Freefly Cinema, an aerial photography company in Los Angeles and Seattle, has
photos on its website of helicopter drones it says it used to film scenes for
The Wolf of Wall Street and a commercial for Honda Motor (HMC). Freefly
President Tabb Firchau declined to comment. A Freefly drone also shot footage
for a documentary about the Battle of Gettysburg that aired on PBS in November,
says the filmmaker, Jake Boritt. He says he got permission from the U.S.

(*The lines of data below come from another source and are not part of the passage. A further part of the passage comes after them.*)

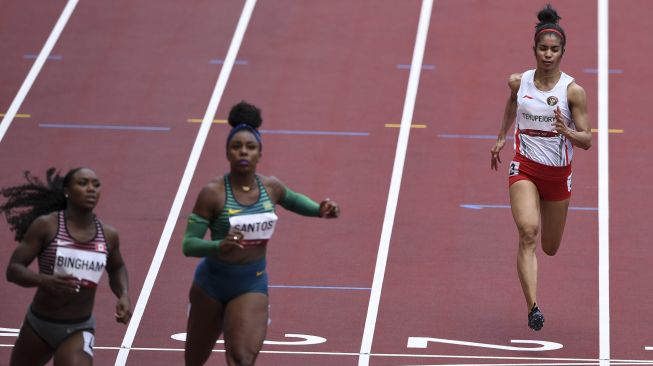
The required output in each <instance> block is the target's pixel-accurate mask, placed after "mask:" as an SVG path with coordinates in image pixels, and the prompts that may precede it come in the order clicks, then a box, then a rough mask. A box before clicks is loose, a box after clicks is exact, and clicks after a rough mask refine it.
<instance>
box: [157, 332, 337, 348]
mask: <svg viewBox="0 0 653 366" xmlns="http://www.w3.org/2000/svg"><path fill="white" fill-rule="evenodd" d="M285 337H286V338H298V339H299V340H297V341H264V342H263V344H271V345H277V346H310V345H313V344H320V343H325V342H326V338H322V337H318V336H313V335H307V334H290V333H286V334H285ZM170 338H172V339H174V340H176V341H182V342H185V341H186V333H177V334H173V335H171V336H170ZM216 343H224V341H223V340H219V341H217V342H216Z"/></svg>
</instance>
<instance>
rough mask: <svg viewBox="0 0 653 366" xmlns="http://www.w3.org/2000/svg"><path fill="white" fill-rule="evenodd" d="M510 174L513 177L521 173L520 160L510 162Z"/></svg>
mask: <svg viewBox="0 0 653 366" xmlns="http://www.w3.org/2000/svg"><path fill="white" fill-rule="evenodd" d="M508 175H509V176H511V177H514V176H515V175H519V162H518V161H512V162H510V167H509V168H508Z"/></svg>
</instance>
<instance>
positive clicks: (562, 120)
mask: <svg viewBox="0 0 653 366" xmlns="http://www.w3.org/2000/svg"><path fill="white" fill-rule="evenodd" d="M553 112H554V113H555V116H556V123H555V125H554V127H555V129H556V132H557V133H559V134H561V135H565V136H566V135H567V131H569V128H568V127H567V125H566V124H565V120H564V119H563V118H562V112H560V106H558V107H557V108H556V109H555V110H554V111H553Z"/></svg>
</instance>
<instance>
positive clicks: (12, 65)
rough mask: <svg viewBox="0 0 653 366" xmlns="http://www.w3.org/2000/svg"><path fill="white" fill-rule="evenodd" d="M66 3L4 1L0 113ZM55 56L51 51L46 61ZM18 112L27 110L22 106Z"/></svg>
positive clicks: (49, 34)
mask: <svg viewBox="0 0 653 366" xmlns="http://www.w3.org/2000/svg"><path fill="white" fill-rule="evenodd" d="M65 5H66V1H64V0H56V1H48V2H43V1H39V0H26V1H22V0H7V1H3V3H2V11H1V12H0V45H2V46H1V47H2V48H1V49H2V57H1V58H0V117H1V115H2V114H4V113H5V112H6V111H7V109H9V105H11V102H12V101H13V99H14V97H15V96H16V93H17V92H18V89H19V88H20V86H21V84H22V83H23V80H25V77H26V76H27V73H28V72H29V70H30V67H32V64H33V63H34V59H35V58H36V55H38V53H39V52H40V51H41V48H42V47H43V45H44V44H45V41H46V40H47V38H48V36H49V35H50V31H51V30H52V28H53V27H54V24H55V23H56V21H57V19H58V18H59V15H60V14H61V11H62V10H63V8H64V6H65ZM57 56H58V55H54V54H53V55H51V57H52V59H51V61H49V62H56V61H58V57H57ZM18 113H20V114H21V115H22V114H28V113H27V112H26V111H24V110H21V111H19V112H18ZM21 117H25V116H21ZM0 119H1V118H0Z"/></svg>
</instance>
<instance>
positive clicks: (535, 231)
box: [510, 180, 540, 310]
mask: <svg viewBox="0 0 653 366" xmlns="http://www.w3.org/2000/svg"><path fill="white" fill-rule="evenodd" d="M510 206H511V209H512V217H513V219H514V220H515V224H516V225H517V231H518V233H519V248H518V250H517V273H518V274H519V281H520V282H521V287H522V291H523V292H524V297H525V299H526V306H527V307H528V310H530V309H531V307H532V306H533V304H534V303H535V302H536V292H537V257H536V256H535V248H536V246H537V235H538V233H539V230H540V198H539V193H538V191H537V187H535V184H533V182H531V181H528V180H520V181H517V182H515V183H513V184H512V185H511V186H510Z"/></svg>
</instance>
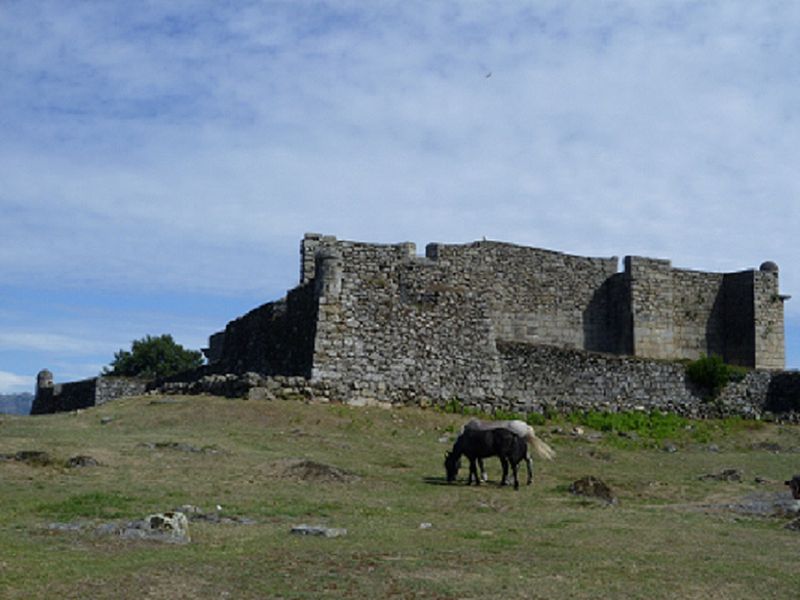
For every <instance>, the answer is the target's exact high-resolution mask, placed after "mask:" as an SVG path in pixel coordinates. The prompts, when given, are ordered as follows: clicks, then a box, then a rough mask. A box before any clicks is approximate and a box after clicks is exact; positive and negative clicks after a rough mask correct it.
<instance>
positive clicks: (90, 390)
mask: <svg viewBox="0 0 800 600" xmlns="http://www.w3.org/2000/svg"><path fill="white" fill-rule="evenodd" d="M146 387H147V382H146V381H144V380H142V379H135V378H130V377H93V378H92V379H84V380H82V381H71V382H68V383H60V384H56V385H50V386H47V387H40V388H38V389H37V390H36V397H35V398H34V401H33V405H32V406H31V414H32V415H44V414H51V413H57V412H69V411H72V410H78V409H81V408H89V407H91V406H97V405H100V404H104V403H105V402H108V401H109V400H115V399H117V398H122V397H125V396H136V395H139V394H144V393H145V389H146Z"/></svg>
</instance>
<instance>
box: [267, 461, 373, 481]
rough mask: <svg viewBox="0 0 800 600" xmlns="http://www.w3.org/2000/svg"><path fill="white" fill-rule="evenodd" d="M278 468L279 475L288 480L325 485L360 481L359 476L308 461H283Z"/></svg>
mask: <svg viewBox="0 0 800 600" xmlns="http://www.w3.org/2000/svg"><path fill="white" fill-rule="evenodd" d="M276 467H277V468H276V471H277V472H278V474H279V475H280V476H281V477H285V478H287V479H297V480H301V481H313V482H323V483H327V482H335V483H352V482H353V481H357V480H358V476H357V475H353V474H352V473H348V472H347V471H344V470H343V469H340V468H338V467H334V466H331V465H326V464H323V463H319V462H316V461H313V460H307V459H292V460H286V461H281V462H280V463H279V464H278V465H276Z"/></svg>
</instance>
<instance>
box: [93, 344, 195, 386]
mask: <svg viewBox="0 0 800 600" xmlns="http://www.w3.org/2000/svg"><path fill="white" fill-rule="evenodd" d="M202 364H203V355H202V353H200V352H198V351H197V350H186V349H185V348H184V347H183V346H181V345H180V344H177V343H175V340H173V339H172V336H171V335H169V334H164V335H160V336H158V337H153V336H150V335H148V336H145V337H144V338H142V339H140V340H136V341H134V342H133V344H132V346H131V350H130V351H128V350H120V351H119V352H115V353H114V360H112V361H111V364H110V365H109V366H107V367H104V368H103V371H102V374H103V375H120V376H124V377H145V378H150V379H152V378H157V377H168V376H170V375H175V374H176V373H180V372H182V371H189V370H191V369H196V368H197V367H199V366H200V365H202Z"/></svg>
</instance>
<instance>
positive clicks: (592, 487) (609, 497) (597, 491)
mask: <svg viewBox="0 0 800 600" xmlns="http://www.w3.org/2000/svg"><path fill="white" fill-rule="evenodd" d="M569 491H570V492H571V493H573V494H575V495H577V496H587V497H590V498H598V499H599V500H603V501H605V502H607V503H608V504H616V503H617V497H616V496H615V495H614V493H613V492H612V491H611V488H610V487H609V486H608V484H606V483H605V482H604V481H603V480H602V479H598V478H597V477H595V476H593V475H588V476H586V477H583V478H581V479H578V480H577V481H574V482H572V484H571V485H570V486H569Z"/></svg>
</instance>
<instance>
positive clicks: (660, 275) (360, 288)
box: [207, 234, 785, 399]
mask: <svg viewBox="0 0 800 600" xmlns="http://www.w3.org/2000/svg"><path fill="white" fill-rule="evenodd" d="M767 267H769V268H766V267H762V269H759V270H755V269H752V270H746V271H740V272H737V273H706V272H701V271H691V270H686V269H677V268H675V267H673V266H672V264H671V262H670V261H668V260H663V259H652V258H645V257H637V256H628V257H625V259H624V261H623V268H622V269H620V266H619V260H618V258H617V257H613V256H612V257H606V258H593V257H584V256H576V255H571V254H566V253H563V252H557V251H553V250H545V249H541V248H532V247H526V246H519V245H515V244H510V243H505V242H496V241H485V240H484V241H477V242H471V243H468V244H442V243H431V244H428V245H427V246H426V248H425V254H424V256H420V255H418V254H417V252H416V246H415V245H414V244H413V243H410V242H403V243H398V244H372V243H365V242H352V241H343V240H338V239H337V238H336V237H334V236H326V235H321V234H306V236H305V237H304V238H303V240H302V241H301V243H300V282H299V285H298V286H297V287H296V288H294V289H293V290H290V291H289V292H288V295H287V297H286V299H284V300H279V301H277V302H272V303H268V304H266V305H264V306H262V307H259V308H257V309H254V310H253V311H251V312H250V313H248V314H247V315H245V316H243V317H241V318H239V319H236V320H234V321H232V322H231V323H229V324H228V326H227V327H226V329H225V331H224V332H220V333H217V334H215V335H214V336H212V338H211V340H210V341H211V343H210V347H209V350H208V351H207V356H208V358H209V362H210V363H211V365H210V367H211V368H212V369H215V372H223V371H225V372H236V373H238V372H244V371H255V372H258V373H260V374H262V375H267V376H304V377H306V378H308V379H309V380H311V381H312V382H315V383H324V384H326V385H330V386H331V389H335V390H338V392H339V393H341V394H342V395H343V396H344V397H353V398H359V397H381V396H386V395H387V394H397V393H402V394H406V395H411V396H415V395H419V396H420V397H430V398H452V397H454V396H458V397H460V398H465V399H467V398H476V399H477V398H500V397H502V396H503V395H504V394H505V392H506V390H509V389H513V388H514V386H515V382H514V381H508V378H509V377H516V375H514V373H515V371H509V370H508V369H504V364H505V363H504V358H503V356H502V353H501V352H499V350H498V347H499V346H500V345H502V344H523V345H529V346H532V347H533V346H548V347H554V348H562V349H565V350H575V351H588V352H594V353H598V352H599V353H604V354H608V355H617V356H632V357H641V358H650V359H652V358H654V359H667V360H678V359H694V358H698V357H699V356H700V355H702V354H719V355H721V356H722V357H723V358H724V359H725V360H726V361H728V362H731V363H735V364H741V365H744V366H750V367H757V368H761V367H763V368H769V369H780V368H782V367H783V362H784V354H783V300H784V299H785V296H781V295H780V294H779V292H778V272H777V267H775V266H774V265H771V264H769V263H768V264H767Z"/></svg>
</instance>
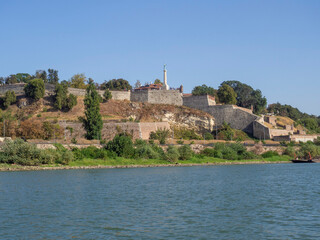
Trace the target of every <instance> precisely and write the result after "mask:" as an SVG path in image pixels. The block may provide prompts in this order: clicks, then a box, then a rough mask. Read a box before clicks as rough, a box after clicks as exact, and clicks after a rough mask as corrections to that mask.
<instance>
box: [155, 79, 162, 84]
mask: <svg viewBox="0 0 320 240" xmlns="http://www.w3.org/2000/svg"><path fill="white" fill-rule="evenodd" d="M154 84H162V82H161V80H160V79H158V78H157V79H156V80H154Z"/></svg>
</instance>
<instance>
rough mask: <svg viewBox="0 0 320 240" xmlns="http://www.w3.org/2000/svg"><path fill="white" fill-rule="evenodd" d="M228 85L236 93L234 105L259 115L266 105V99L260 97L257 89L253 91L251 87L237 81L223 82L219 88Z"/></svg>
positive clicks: (257, 89) (259, 93)
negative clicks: (222, 86) (229, 86)
mask: <svg viewBox="0 0 320 240" xmlns="http://www.w3.org/2000/svg"><path fill="white" fill-rule="evenodd" d="M223 85H228V86H230V87H232V88H233V90H234V91H235V93H236V104H237V106H239V107H244V108H251V106H252V107H253V112H254V113H256V114H259V113H261V112H262V111H263V110H264V109H265V108H266V105H267V99H266V98H265V97H262V93H261V91H260V90H259V89H256V90H254V89H253V88H252V87H251V86H249V85H247V84H244V83H242V82H239V81H224V82H222V83H221V86H223Z"/></svg>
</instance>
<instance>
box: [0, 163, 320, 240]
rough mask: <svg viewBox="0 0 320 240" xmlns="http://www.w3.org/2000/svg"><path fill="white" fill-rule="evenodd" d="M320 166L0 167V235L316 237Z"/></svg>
mask: <svg viewBox="0 0 320 240" xmlns="http://www.w3.org/2000/svg"><path fill="white" fill-rule="evenodd" d="M319 201H320V164H261V165H230V166H201V167H158V168H137V169H90V170H56V171H30V172H28V171H26V172H1V173H0V239H71V238H74V239H304V240H306V239H319V238H320V203H319Z"/></svg>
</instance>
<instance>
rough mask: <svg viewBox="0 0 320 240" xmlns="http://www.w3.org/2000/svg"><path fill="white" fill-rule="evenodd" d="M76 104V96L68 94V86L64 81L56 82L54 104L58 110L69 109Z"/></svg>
mask: <svg viewBox="0 0 320 240" xmlns="http://www.w3.org/2000/svg"><path fill="white" fill-rule="evenodd" d="M76 104H77V97H76V96H75V95H73V94H69V96H68V86H67V85H66V84H65V83H61V84H59V83H58V84H56V88H55V95H54V106H55V107H56V108H57V109H59V110H67V111H69V110H71V109H72V108H73V107H74V106H75V105H76Z"/></svg>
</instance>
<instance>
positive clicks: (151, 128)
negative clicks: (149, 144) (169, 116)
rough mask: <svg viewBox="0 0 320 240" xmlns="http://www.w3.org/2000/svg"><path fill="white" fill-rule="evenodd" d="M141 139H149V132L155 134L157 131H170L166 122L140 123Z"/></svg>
mask: <svg viewBox="0 0 320 240" xmlns="http://www.w3.org/2000/svg"><path fill="white" fill-rule="evenodd" d="M140 129H141V138H142V139H145V140H146V139H149V137H150V133H151V132H156V131H157V130H158V129H170V125H169V123H168V122H152V123H148V122H142V123H140Z"/></svg>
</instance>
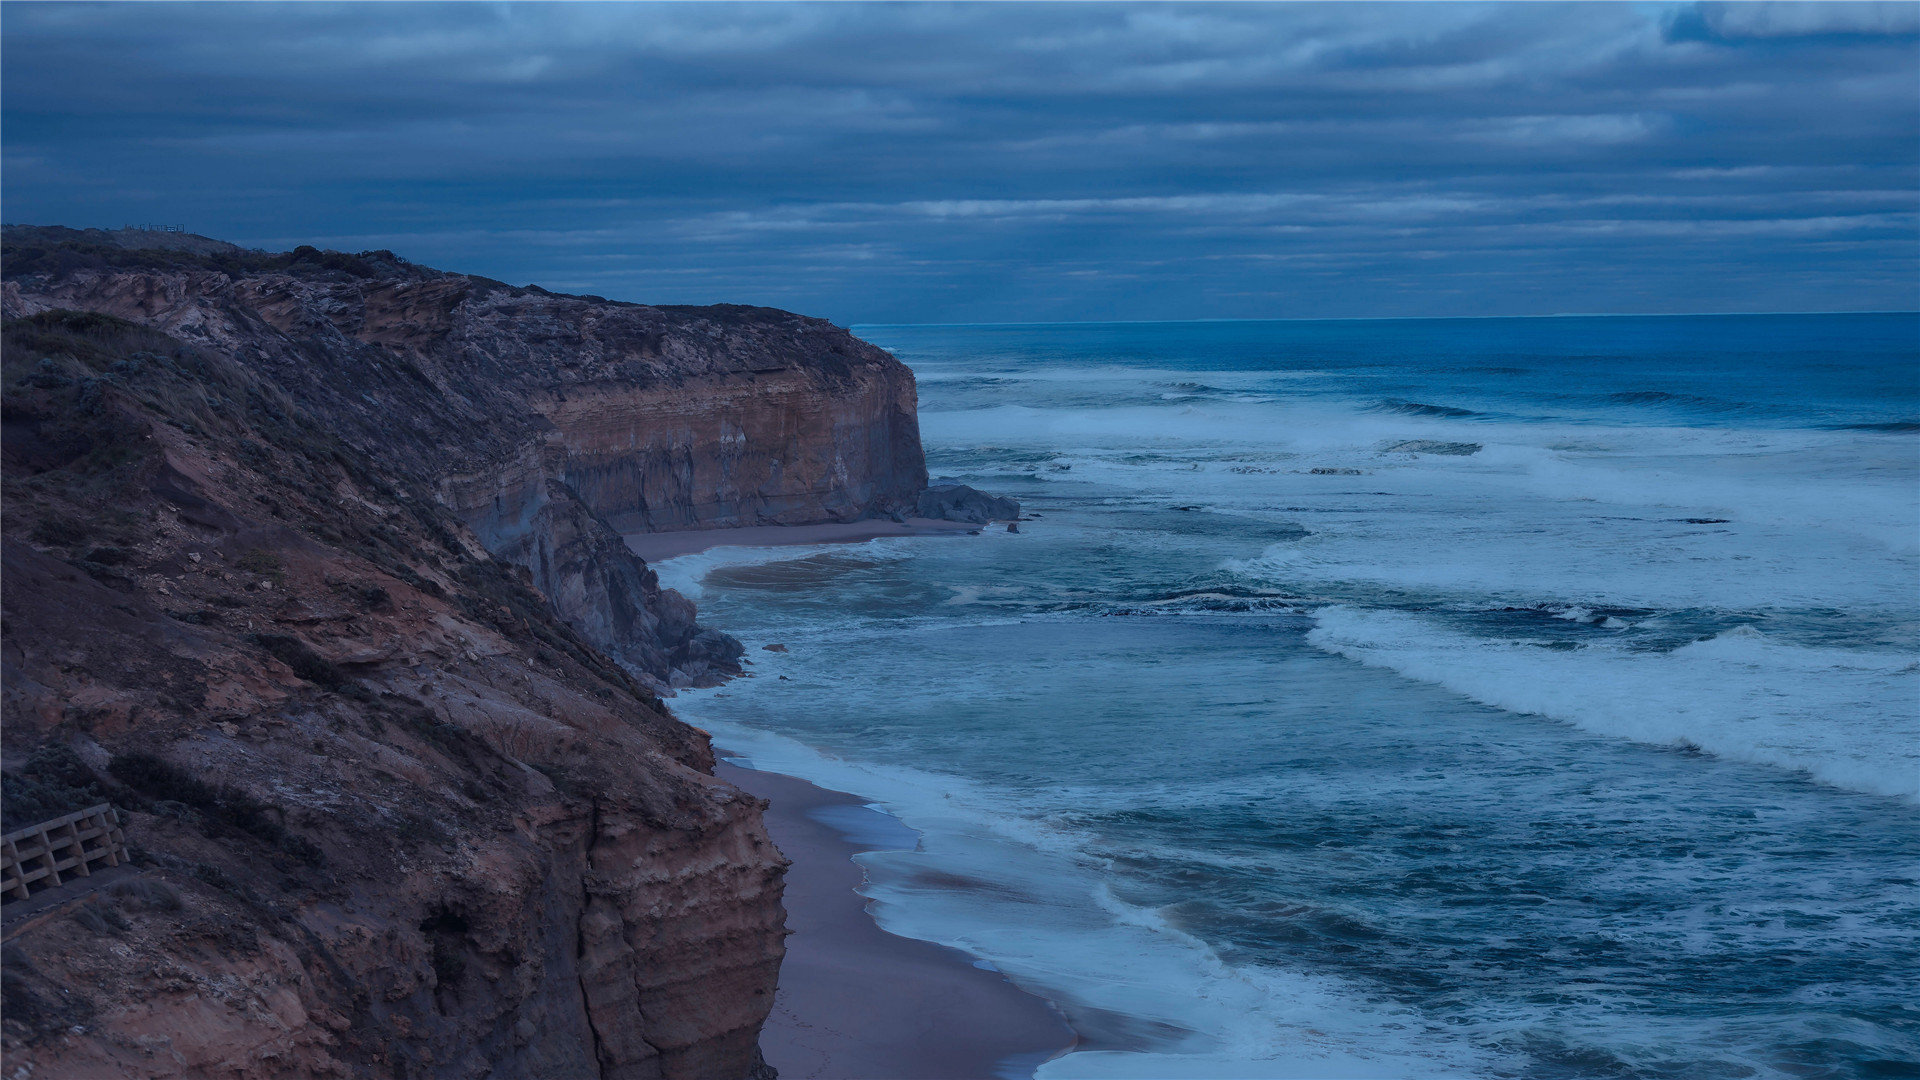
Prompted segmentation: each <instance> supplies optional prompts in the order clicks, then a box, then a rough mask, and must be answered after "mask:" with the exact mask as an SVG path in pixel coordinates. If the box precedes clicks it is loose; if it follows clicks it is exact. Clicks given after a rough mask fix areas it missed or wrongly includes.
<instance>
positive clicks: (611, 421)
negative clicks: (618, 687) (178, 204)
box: [4, 227, 927, 686]
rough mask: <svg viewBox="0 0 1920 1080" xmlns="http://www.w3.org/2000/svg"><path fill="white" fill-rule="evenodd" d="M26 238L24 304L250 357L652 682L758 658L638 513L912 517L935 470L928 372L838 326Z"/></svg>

National Park Service: "It's not something that we did a whole lot of research
into." The Park Service didn't check with the FAA about aviation regulations
either, Katie Lawhon, a spokeswoman, wrote in an e-mail.
For Hollywood
the benefits of using drones are worth the minuscule risk of being caught, says
an operator who films scenes for TV shows and commercials and who asked not to
be identified because the practice isn't permitted. An unmanned aircraft system
costing a few thousand dollars or less can replace dollies, booms, and
stabilization equipment costing tens of thousands, he says.
"The longer
the FAA takes to write the safety rules for small unmanned aircraft, the more
difficult it will become to regulate this industry," says Ben Gielow, general
counsel of the Association for Unmanned Vehicle Systems International, a trade
group that represents drone makers. The FAA had planned to propose rules by 2011
allowing commercial flights of drones weighing less than 55 pounds. The agency
now doesn't expect to release the proposal until November. It will also likely
miss a Congress-imposed deadline to spell out rules for safely integrating
drones into the nation's airspace by 2015, the U.S. Department of
Transportation's inspector general said in a report on Feb. 5.
Even
without those regulations, the FAA says it has the authority to prohibit
commercial unmanned aircraft operations and "careless or reckless" flights. The
copter drone that hit Peskoff was owned by a local filmmaker hired to produce
aerial views of the event for a promotional video. The drone crashed when its
batteries died. The FAA says it spoke with the operator and explained the rules.
"It was kind of lucky," Peskoff says. "It hit three adults instead of a child."